Colin Burrow has a thought-provoking essay (title: “Fiction and the Age of Lies”; link: https://www.lrb.co.uk/the-paper/v42/n04/colin-burrow/fiction-and-the-age-of-lies) in the most recent London Review of Books (Vol 42, No 4; 20 Feb 2020).
Two long passages (one that has introduces the key concept of the “algo-lie,” a lie that is targeted to the audience most likely to believe it via the by-now ubiquitous algorithms; the other passage a rebuke of Jonathan Coe’s novel Middle England, which I quoted a few posts back.)
“Political lies now tend to be something more than statements by individuals that are designed to mislead: they are partly generated by the desires and beliefs of the lie-ee. They can be algorithmically created to elicit a particular response from an audience that has been microtargeted, and is fed little drips of misinformation it is predisposed to believe. The guiding presumption of algo-lying is that human beings are as manipulable as white mice. The object is to develop a stimulus that provokes the desired behaviour. Send out the stimulus, irrespective of its truth or falsehood; keep sending. Provided the white mice are in a majority and they all head for the cheese it’s a victory. It doesn’t matter if the stimulus is a lie that generates unpredictable side effects, like a loss of trust in institutions, or if the lies designed to appeal to the white mice so enrage the piebald mice that they start a civil war. It’s short-term outcomes that count.”

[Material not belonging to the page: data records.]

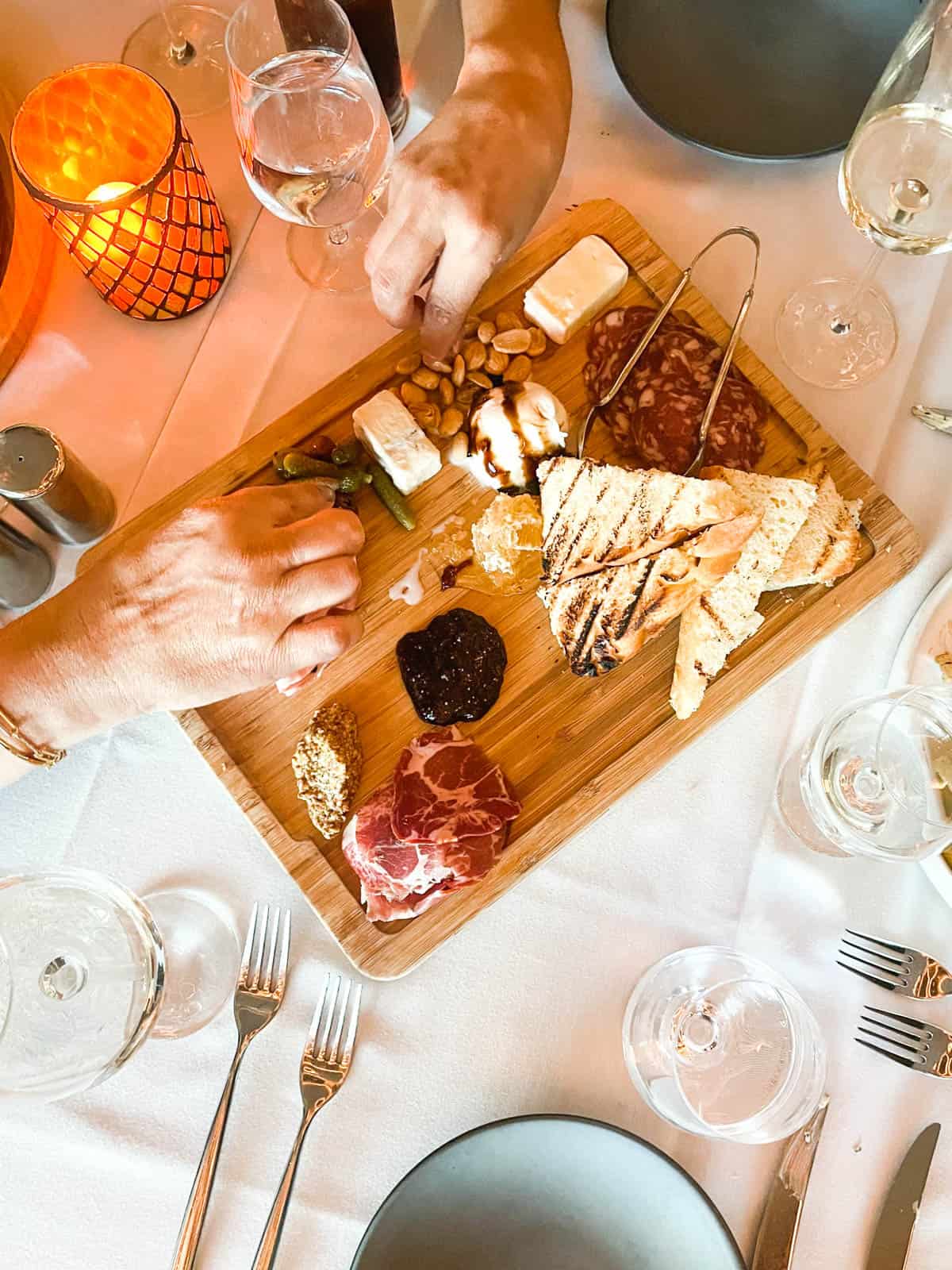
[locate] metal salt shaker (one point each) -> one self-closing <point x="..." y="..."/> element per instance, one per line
<point x="25" y="569"/>
<point x="44" y="480"/>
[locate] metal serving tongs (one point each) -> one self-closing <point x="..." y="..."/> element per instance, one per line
<point x="939" y="421"/>
<point x="578" y="433"/>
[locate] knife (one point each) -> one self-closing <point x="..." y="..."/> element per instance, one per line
<point x="894" y="1232"/>
<point x="781" y="1219"/>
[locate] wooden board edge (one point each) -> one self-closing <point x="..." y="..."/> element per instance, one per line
<point x="363" y="944"/>
<point x="254" y="454"/>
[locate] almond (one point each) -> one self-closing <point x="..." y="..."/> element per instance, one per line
<point x="425" y="379"/>
<point x="475" y="356"/>
<point x="508" y="321"/>
<point x="514" y="341"/>
<point x="537" y="342"/>
<point x="518" y="370"/>
<point x="497" y="362"/>
<point x="412" y="394"/>
<point x="427" y="416"/>
<point x="451" y="422"/>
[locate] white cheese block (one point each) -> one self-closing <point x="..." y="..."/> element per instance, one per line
<point x="577" y="287"/>
<point x="397" y="441"/>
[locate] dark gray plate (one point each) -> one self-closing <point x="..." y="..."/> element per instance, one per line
<point x="547" y="1193"/>
<point x="761" y="79"/>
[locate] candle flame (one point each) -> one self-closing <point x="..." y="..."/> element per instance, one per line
<point x="108" y="192"/>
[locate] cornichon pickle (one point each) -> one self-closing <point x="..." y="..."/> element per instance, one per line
<point x="393" y="499"/>
<point x="348" y="454"/>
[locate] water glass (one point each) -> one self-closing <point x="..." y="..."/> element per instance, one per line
<point x="721" y="1045"/>
<point x="875" y="779"/>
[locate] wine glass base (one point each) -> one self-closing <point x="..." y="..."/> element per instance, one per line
<point x="197" y="80"/>
<point x="336" y="267"/>
<point x="835" y="356"/>
<point x="201" y="960"/>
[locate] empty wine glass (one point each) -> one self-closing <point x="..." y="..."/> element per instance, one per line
<point x="895" y="183"/>
<point x="315" y="140"/>
<point x="183" y="48"/>
<point x="720" y="1045"/>
<point x="875" y="779"/>
<point x="88" y="972"/>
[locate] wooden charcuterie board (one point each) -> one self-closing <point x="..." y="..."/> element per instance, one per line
<point x="570" y="746"/>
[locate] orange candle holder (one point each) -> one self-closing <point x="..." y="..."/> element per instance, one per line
<point x="105" y="152"/>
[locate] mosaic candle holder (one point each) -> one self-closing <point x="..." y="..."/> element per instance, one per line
<point x="105" y="152"/>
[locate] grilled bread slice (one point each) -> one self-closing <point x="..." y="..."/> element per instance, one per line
<point x="829" y="544"/>
<point x="717" y="622"/>
<point x="594" y="514"/>
<point x="603" y="619"/>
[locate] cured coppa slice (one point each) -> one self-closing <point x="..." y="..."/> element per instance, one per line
<point x="461" y="800"/>
<point x="400" y="879"/>
<point x="447" y="787"/>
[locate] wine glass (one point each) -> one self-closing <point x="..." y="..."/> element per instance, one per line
<point x="895" y="183"/>
<point x="875" y="779"/>
<point x="721" y="1045"/>
<point x="183" y="48"/>
<point x="88" y="972"/>
<point x="315" y="140"/>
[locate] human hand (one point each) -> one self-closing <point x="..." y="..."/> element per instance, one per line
<point x="230" y="596"/>
<point x="463" y="196"/>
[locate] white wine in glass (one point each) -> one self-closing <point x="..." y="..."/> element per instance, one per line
<point x="314" y="137"/>
<point x="183" y="48"/>
<point x="895" y="183"/>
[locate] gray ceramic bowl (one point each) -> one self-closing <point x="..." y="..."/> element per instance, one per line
<point x="547" y="1193"/>
<point x="759" y="79"/>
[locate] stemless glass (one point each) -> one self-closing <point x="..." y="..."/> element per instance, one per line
<point x="894" y="183"/>
<point x="314" y="137"/>
<point x="875" y="778"/>
<point x="183" y="48"/>
<point x="86" y="975"/>
<point x="723" y="1045"/>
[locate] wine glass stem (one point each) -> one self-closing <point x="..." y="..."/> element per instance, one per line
<point x="844" y="319"/>
<point x="179" y="48"/>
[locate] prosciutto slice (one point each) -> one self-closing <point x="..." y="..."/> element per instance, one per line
<point x="403" y="876"/>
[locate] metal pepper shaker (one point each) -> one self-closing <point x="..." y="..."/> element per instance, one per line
<point x="52" y="487"/>
<point x="25" y="569"/>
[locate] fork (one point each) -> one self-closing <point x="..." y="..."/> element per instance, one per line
<point x="258" y="995"/>
<point x="900" y="969"/>
<point x="324" y="1068"/>
<point x="923" y="1047"/>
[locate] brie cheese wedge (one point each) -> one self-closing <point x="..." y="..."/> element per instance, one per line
<point x="575" y="289"/>
<point x="397" y="441"/>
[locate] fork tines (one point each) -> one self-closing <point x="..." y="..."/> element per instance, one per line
<point x="892" y="962"/>
<point x="908" y="1038"/>
<point x="340" y="1007"/>
<point x="271" y="930"/>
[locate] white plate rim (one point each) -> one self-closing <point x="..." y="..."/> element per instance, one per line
<point x="936" y="869"/>
<point x="551" y="1118"/>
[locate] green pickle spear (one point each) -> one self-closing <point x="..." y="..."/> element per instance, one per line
<point x="393" y="499"/>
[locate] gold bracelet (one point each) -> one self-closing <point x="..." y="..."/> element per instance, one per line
<point x="13" y="741"/>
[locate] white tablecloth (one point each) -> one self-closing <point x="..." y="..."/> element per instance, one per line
<point x="522" y="1011"/>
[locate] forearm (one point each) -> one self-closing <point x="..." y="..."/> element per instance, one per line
<point x="524" y="40"/>
<point x="61" y="676"/>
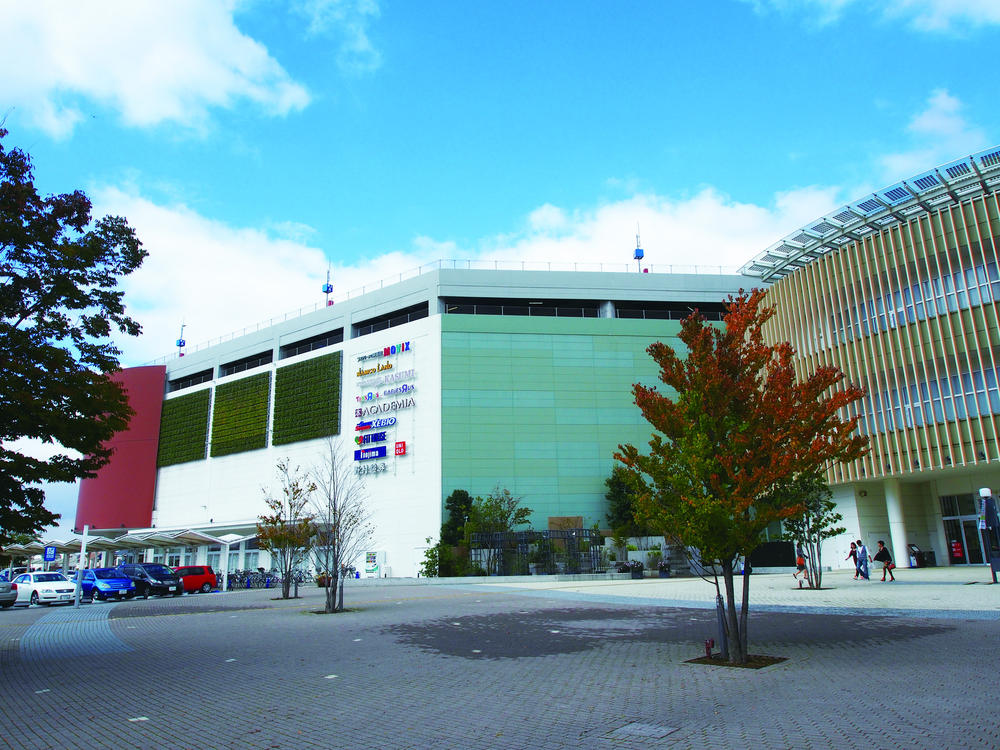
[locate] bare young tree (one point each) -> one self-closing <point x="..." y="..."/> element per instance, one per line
<point x="341" y="521"/>
<point x="286" y="530"/>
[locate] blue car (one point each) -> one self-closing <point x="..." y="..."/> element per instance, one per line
<point x="106" y="583"/>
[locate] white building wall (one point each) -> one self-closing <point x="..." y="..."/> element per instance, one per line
<point x="405" y="498"/>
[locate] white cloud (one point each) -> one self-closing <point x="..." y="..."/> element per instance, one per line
<point x="939" y="133"/>
<point x="151" y="61"/>
<point x="924" y="15"/>
<point x="219" y="279"/>
<point x="347" y="20"/>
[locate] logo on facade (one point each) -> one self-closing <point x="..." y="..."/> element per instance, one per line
<point x="371" y="437"/>
<point x="386" y="406"/>
<point x="373" y="395"/>
<point x="366" y="454"/>
<point x="387" y="351"/>
<point x="375" y="424"/>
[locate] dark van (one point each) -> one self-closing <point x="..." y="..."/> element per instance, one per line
<point x="152" y="578"/>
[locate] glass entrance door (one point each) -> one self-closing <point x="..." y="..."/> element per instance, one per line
<point x="961" y="529"/>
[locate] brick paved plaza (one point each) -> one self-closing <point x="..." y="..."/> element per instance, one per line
<point x="555" y="664"/>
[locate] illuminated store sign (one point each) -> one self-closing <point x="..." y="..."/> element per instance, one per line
<point x="371" y="437"/>
<point x="396" y="391"/>
<point x="387" y="406"/>
<point x="366" y="454"/>
<point x="387" y="351"/>
<point x="380" y="367"/>
<point x="387" y="377"/>
<point x="376" y="424"/>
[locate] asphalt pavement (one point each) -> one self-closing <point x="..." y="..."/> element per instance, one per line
<point x="547" y="663"/>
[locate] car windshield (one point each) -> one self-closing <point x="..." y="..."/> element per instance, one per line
<point x="158" y="570"/>
<point x="50" y="578"/>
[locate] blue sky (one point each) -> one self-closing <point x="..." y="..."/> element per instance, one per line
<point x="252" y="144"/>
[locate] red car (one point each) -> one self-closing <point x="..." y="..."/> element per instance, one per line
<point x="197" y="578"/>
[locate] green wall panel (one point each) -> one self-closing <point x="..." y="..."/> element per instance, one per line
<point x="539" y="405"/>
<point x="239" y="421"/>
<point x="184" y="429"/>
<point x="307" y="399"/>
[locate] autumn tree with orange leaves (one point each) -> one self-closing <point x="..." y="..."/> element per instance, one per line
<point x="740" y="427"/>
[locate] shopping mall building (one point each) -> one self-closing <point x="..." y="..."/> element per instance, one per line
<point x="470" y="378"/>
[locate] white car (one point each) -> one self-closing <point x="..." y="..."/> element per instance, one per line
<point x="43" y="588"/>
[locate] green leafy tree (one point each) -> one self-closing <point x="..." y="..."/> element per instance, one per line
<point x="60" y="305"/>
<point x="431" y="566"/>
<point x="739" y="425"/>
<point x="621" y="502"/>
<point x="458" y="505"/>
<point x="816" y="522"/>
<point x="286" y="530"/>
<point x="341" y="521"/>
<point x="492" y="517"/>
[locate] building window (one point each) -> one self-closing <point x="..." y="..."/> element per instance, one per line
<point x="311" y="344"/>
<point x="390" y="320"/>
<point x="199" y="377"/>
<point x="247" y="363"/>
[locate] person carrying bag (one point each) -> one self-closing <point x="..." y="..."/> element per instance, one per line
<point x="885" y="558"/>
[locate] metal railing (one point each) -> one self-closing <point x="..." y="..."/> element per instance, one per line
<point x="438" y="265"/>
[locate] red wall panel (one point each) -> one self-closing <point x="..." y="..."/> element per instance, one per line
<point x="122" y="492"/>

“Middle England (2019) by Jonathan Coe (b. 1961) strikes me as a classic instance of this problem. It’s a Brexit novel which offers comforting stereotypes – the xenophobic former Birmingham car worker, the wonderful Lithuanian immigrant cleaner – while not having anything to say about the technologies that now influence and distort the opinions of those types. A little texting and emailing is the deepest Coe’s characters get into the world of social media. Fiction that recirculates perspectives on the present which correspond closely to a particular strand of print or electronic media isn’t doing the job fiction should do. It knows what its audience wants to hear, and says it. The problem is that it will therefore sound like lies to those who don’t want to believe it. If the main literary consequence of this latest age of lies is to identify the audience for serious fiction with a small group with mutually sustaining and more or less identical political attitudes then we all should be very afraid for the future of fiction.”
I don’t think much in the way of comment is needed. Burrow has a touching faith that novels are supposed to help us out of our mess by providing a thick analysis of the ways we (and truth) are manipulated using the new digital tools. He ends the essay with a call for the “great British technonovel of the 21st century” (the British nationalism here must be noted) and the very last sentence of the essay is “But if our present age of lies has one good consequence it would be that book,” as if a great novel would be sufficient consolation for the general woe. Or is that last sentence a joke? It doesn’t read like one in context.